Wednesday, August 25, 2010

Kitchen Chemistry - Hokey Pokey

Last Friday we made Hokey Pokey with Mrs Kenny in the Home Ec room.
We began by heating the golden syrup and sugar in a pot.
The next step was to add baking soda to our syrupy mixture.
Then we had to stir it really quickly.

The mixture fluffed up to a thick golden mixture which we quickly spooned onto pre-sprayed trays. It set really quickly so we had to be fast.


It set in big dollops of rich golden toffee, and it looked and smelled delicious.

Everyone got to take part and have a taste, and it was so much fun!!!



The science behind Hokey Pokey is this:
When the golden syrup and sugar are heated it causes a reaction with the baking soda which creates carbon dioxide. The carbon dioxide is trapped in the heavier syrupy mixture which causes it to fluff up into the thick golden mixture. As it cools it sets into a firm solid.

Thursday, August 19, 2010

Clay Creations


Sleeves pulled up, newspaper down, clay boards out, tools at the ready, clay cut and..... time to experiment. We began our clay unit by looking at some clay creations made by Mrs O with students in the past. This made us aware of the range of possiblities that lay ahead of us in regards to clay sculpture. It was then time for us to experiment. We were each given a lump of clay to work with. We began by moulding it in our hands to warm it up and then manipulated it in a variety of ways. We tried rolling, stretching, poking holes, squeezing, pulling and pinching the clay. We had access to a range of tools and experimented with creating patterns and texture on our clay. This was a free time to explore the properties and possiblities when working with clay.
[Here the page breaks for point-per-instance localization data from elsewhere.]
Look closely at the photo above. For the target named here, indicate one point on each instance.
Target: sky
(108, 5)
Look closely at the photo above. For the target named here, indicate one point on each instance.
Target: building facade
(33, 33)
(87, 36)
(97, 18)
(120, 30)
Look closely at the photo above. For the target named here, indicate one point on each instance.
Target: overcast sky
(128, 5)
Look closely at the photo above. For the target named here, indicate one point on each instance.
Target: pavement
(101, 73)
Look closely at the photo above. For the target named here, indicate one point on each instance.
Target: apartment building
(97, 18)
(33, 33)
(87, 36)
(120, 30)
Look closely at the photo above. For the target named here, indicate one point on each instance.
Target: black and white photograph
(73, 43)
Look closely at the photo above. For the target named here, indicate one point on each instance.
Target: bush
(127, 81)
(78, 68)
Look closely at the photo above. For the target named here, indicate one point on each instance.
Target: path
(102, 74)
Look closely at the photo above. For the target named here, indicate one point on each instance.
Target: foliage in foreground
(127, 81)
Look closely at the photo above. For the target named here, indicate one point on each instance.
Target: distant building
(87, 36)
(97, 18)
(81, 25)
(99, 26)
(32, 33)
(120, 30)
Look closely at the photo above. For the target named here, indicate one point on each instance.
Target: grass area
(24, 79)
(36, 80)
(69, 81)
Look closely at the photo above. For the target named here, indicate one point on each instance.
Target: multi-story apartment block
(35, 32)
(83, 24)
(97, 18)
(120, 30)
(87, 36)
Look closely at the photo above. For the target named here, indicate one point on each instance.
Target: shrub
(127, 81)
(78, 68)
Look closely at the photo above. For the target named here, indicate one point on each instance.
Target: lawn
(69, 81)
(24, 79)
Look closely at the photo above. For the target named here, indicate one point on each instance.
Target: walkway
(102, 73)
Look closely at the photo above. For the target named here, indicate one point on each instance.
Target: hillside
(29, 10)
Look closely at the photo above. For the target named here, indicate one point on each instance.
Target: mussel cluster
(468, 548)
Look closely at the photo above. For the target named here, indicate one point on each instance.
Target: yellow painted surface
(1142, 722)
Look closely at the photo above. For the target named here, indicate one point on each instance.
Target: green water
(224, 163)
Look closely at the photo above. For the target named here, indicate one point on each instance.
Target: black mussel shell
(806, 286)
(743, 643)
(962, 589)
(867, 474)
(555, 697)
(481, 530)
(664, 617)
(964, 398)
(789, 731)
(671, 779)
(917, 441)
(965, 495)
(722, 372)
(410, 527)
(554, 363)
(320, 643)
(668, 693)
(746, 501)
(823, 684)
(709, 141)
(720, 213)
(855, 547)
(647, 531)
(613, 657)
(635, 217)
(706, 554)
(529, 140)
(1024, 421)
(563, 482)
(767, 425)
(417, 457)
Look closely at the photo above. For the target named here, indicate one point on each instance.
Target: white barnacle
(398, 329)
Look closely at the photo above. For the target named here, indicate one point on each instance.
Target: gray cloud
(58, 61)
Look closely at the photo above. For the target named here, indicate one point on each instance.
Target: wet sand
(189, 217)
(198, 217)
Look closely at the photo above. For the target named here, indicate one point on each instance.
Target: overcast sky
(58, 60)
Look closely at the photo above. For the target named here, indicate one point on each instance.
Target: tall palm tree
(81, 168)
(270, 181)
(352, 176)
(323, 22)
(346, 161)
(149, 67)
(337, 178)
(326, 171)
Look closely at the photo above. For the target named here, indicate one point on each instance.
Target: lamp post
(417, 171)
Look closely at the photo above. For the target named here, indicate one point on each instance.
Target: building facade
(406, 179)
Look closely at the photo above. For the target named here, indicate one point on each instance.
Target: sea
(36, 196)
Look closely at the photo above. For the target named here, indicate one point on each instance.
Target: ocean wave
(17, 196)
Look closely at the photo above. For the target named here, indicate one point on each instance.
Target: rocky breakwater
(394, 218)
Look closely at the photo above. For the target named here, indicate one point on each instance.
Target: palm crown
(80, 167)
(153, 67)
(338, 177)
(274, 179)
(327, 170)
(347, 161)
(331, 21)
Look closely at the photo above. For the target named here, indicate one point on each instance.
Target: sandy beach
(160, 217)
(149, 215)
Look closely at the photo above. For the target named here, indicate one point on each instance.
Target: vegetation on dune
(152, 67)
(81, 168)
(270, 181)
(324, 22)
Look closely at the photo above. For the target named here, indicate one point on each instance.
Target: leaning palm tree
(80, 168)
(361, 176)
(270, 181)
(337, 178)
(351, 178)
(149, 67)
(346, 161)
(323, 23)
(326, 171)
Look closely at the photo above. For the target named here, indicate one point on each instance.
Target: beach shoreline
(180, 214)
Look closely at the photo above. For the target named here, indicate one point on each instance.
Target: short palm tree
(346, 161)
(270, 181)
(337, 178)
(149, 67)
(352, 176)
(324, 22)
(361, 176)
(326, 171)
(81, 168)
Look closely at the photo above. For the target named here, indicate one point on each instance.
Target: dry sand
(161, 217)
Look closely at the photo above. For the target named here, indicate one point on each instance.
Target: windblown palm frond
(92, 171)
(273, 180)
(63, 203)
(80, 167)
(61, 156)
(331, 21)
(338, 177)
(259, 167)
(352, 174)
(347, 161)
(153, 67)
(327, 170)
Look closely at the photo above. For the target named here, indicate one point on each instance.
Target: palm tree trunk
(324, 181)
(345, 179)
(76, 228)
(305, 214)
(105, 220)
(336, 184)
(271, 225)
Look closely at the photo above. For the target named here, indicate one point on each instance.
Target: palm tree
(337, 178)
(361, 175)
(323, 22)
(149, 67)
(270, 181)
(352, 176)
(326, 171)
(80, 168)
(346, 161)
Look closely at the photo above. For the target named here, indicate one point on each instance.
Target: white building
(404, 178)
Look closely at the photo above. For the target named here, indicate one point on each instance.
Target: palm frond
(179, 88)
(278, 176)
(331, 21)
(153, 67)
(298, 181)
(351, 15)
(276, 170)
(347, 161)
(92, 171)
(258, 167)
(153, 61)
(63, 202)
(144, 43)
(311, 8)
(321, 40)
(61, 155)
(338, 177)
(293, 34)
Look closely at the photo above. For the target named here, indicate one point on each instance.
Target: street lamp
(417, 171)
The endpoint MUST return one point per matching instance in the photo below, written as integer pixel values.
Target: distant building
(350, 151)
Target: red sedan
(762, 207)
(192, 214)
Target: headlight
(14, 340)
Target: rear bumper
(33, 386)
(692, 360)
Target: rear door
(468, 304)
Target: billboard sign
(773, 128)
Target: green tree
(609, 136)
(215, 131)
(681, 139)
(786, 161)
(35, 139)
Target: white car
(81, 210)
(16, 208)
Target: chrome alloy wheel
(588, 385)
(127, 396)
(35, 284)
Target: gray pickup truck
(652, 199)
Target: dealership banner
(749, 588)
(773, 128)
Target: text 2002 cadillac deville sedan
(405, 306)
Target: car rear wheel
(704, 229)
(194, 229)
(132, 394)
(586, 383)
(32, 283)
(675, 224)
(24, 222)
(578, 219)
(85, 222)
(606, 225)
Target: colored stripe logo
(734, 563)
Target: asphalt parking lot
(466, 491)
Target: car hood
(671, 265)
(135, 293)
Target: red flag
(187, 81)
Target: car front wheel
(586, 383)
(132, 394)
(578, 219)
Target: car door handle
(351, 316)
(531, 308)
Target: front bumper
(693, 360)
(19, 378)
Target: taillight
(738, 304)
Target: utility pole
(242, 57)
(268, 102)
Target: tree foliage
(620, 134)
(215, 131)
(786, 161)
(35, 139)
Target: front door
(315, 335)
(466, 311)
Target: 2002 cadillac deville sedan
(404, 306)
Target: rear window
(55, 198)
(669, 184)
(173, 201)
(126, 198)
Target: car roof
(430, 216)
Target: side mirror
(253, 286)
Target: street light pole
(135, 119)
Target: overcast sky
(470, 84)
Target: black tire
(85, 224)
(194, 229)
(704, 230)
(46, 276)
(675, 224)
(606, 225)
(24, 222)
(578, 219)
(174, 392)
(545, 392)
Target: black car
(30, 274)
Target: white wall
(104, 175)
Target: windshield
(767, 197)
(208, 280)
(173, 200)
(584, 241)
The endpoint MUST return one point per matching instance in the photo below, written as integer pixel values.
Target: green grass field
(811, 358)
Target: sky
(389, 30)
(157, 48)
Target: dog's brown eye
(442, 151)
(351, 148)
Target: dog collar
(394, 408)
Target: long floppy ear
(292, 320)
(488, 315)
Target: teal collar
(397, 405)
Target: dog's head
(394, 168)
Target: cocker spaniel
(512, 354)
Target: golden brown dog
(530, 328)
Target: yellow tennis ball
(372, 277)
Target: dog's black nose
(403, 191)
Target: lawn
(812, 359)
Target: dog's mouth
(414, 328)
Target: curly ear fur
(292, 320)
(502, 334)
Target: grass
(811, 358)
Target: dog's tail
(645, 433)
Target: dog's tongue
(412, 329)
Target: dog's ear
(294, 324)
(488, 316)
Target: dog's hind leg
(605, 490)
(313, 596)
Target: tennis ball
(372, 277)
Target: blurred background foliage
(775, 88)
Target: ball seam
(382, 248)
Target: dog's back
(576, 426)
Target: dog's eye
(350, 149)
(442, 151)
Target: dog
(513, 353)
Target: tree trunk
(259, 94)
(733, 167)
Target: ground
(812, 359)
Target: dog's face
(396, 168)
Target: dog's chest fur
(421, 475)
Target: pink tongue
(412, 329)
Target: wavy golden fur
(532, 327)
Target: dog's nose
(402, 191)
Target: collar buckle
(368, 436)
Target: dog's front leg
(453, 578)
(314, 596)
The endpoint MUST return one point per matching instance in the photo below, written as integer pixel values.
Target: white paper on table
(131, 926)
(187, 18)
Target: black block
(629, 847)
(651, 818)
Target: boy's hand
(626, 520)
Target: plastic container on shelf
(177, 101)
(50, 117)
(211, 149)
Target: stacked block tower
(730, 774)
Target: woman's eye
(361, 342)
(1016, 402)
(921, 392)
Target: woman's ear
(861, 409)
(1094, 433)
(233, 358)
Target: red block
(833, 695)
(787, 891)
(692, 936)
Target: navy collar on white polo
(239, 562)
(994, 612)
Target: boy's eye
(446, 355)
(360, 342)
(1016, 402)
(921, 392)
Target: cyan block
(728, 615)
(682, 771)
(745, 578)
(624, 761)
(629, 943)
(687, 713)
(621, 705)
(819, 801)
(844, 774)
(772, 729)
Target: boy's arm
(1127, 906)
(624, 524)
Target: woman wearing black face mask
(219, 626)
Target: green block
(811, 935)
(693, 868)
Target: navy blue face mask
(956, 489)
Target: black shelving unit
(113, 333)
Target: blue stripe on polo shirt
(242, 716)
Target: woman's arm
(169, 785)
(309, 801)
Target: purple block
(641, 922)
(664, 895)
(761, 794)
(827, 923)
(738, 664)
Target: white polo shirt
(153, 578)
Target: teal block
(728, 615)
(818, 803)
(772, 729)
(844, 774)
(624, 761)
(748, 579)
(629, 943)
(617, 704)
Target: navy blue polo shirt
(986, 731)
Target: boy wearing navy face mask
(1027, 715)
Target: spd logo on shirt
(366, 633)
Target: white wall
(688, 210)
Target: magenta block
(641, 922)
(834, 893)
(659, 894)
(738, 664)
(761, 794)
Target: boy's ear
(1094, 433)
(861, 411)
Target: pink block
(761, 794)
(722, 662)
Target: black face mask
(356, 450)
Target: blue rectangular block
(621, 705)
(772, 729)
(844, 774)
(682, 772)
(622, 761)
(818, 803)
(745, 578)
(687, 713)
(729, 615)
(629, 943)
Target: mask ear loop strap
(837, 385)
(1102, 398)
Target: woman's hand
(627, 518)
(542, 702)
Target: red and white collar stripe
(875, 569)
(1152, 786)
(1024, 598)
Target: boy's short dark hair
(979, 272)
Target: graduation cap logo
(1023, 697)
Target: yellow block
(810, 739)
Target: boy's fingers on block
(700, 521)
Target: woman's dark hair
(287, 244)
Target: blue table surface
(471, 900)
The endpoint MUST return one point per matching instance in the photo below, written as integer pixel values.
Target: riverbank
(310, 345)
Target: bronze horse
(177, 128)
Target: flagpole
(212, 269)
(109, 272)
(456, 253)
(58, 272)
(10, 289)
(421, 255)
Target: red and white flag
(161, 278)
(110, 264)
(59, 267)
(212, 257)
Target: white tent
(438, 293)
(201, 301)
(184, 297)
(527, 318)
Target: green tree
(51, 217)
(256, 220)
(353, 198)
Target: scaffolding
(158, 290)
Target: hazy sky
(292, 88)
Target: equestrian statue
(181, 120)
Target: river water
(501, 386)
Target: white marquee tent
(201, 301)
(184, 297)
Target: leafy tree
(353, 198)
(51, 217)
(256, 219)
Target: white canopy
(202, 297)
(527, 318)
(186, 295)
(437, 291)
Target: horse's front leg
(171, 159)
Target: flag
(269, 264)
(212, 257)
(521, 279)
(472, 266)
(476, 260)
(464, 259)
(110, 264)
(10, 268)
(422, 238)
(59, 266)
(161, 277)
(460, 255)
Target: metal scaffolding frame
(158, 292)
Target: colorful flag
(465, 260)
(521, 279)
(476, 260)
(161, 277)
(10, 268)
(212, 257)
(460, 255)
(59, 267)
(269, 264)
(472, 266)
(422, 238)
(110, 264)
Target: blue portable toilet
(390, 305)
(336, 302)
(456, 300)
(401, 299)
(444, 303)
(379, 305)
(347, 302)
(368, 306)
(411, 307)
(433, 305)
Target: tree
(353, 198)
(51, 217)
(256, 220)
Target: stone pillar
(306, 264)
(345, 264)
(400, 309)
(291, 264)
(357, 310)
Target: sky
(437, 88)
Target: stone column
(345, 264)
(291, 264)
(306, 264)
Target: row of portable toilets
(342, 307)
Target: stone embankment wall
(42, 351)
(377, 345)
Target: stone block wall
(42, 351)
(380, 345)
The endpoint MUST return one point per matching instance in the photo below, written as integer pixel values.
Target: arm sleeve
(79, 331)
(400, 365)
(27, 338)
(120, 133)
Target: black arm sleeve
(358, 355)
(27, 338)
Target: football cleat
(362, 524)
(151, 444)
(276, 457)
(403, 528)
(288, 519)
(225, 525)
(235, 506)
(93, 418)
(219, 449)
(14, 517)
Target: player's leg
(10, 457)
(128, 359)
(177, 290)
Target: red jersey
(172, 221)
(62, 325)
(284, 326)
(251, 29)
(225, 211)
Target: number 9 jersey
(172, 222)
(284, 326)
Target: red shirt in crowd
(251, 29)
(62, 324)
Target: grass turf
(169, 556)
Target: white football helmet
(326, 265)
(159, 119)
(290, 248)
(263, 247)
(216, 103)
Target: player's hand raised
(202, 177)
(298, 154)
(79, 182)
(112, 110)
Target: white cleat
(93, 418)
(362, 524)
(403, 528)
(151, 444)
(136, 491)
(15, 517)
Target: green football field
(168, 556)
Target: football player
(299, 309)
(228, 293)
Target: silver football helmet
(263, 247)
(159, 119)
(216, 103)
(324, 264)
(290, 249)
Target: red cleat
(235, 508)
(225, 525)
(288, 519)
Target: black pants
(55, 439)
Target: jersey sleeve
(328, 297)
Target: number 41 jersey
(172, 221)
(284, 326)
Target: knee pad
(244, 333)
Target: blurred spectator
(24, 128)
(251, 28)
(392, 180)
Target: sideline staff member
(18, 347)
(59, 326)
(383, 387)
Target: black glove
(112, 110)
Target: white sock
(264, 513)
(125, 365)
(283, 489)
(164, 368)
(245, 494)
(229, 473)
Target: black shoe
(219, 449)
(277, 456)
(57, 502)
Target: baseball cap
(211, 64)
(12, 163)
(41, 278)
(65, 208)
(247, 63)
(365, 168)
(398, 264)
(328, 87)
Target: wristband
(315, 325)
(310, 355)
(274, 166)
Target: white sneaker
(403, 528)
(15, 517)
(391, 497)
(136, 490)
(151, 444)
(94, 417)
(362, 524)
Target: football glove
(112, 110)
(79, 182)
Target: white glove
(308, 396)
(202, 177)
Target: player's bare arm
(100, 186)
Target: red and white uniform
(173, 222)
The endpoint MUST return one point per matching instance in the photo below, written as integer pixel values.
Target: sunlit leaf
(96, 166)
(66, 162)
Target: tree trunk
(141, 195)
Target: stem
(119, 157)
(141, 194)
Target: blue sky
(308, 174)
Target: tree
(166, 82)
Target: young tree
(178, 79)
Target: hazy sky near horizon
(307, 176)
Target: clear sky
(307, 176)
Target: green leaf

Our next challenge was a group one - to create pinched/pulled dinosaur sculptures. We all started off with our own piece of clay which we rolled into a ball. From this ball we had to pull out a dinosaur neck. Once this was completed we passed our clay onto our neighbour (in a circle around the group). We then had to pull out the four legs and feet. Once finished we once again passed our clay on again...... and again..... and again..... adding a neck, head, scales along it's back etc. Once completed we all had a dinosaur that had features made by different people in our group.



Our final task of the day was to use our skills developed today to create a clay creature.
We began with a ball of clay and had to pinch or pull out the body parts and features (no joining of clay allowed). We ended up with a wide range of creatures - penguin, dog, snake, spider, snail, bull, bird, turtle....
We had to make sure that we used the damp sponges to keep our clay moist so that it didn't develop cracks and dry out too much as we don't want bits falling off our sculptures as they dry.